こんにちは。東京都八王子市にある歯医者「相沢歯科」です。

抜歯したほうがいい乳歯

乳歯は、子供の成長に合わせて自然に抜けるものです。場合によっては抜歯をしたほうがいいことをご存じでしょうか。抜歯をするとどんなメリットがあるのか気になる保護者の方が多いでしょう。

この記事では、乳歯の概要や、抜歯したほうがいい乳歯について詳しく解説します。抜歯の流れや、抜歯後の注意点もご紹介するので、ぜひ参考にしてください。

乳歯とは

乳歯

乳歯は、子どもの歯と呼ばれる歯です。生後6か月頃から生え始め、2~3歳までには上下合わせて20本の歯が生えそろいます。
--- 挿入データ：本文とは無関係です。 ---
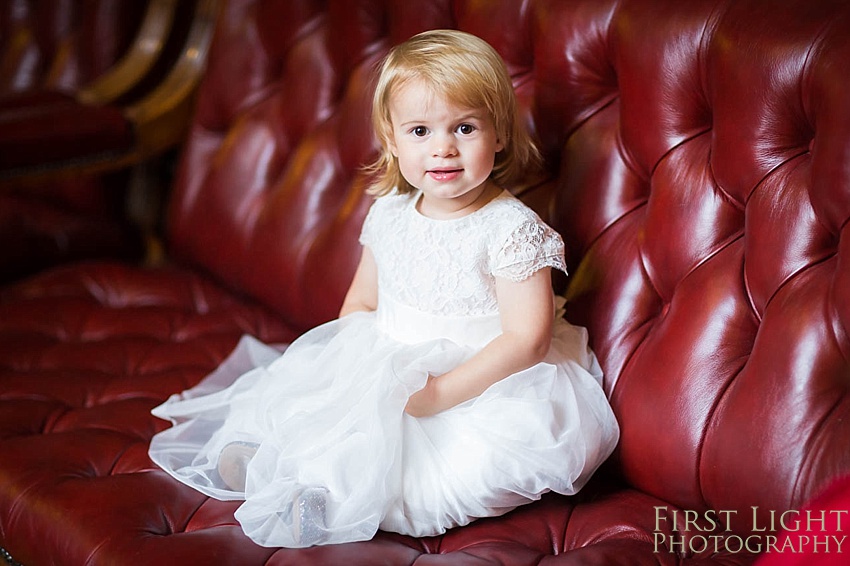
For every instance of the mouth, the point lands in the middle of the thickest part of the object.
(444, 174)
乳歯には、ものを噛む役割だけでなく、顔の形を整えるなどの役割もあります。そもそも歯には、発音を助ける、体のバランスを保つ、表情を作るといった役割があります。ものを噛むことで脳に刺激を与えるなど、非常に重要な役割を果たしているのです。

乳歯の段階から歯を大事にして、健康な状態を維持することが大切です。

乳歯が生える時期

乳歯が生える時期や順番には個人差がありますが、一般的には生後6か月頃に下の乳中切歯から生える子どもが多いです。その次に、上の乳中切歯が生え始めるでしょう。その後、2~3年かけて、前から奥へと生えていきます。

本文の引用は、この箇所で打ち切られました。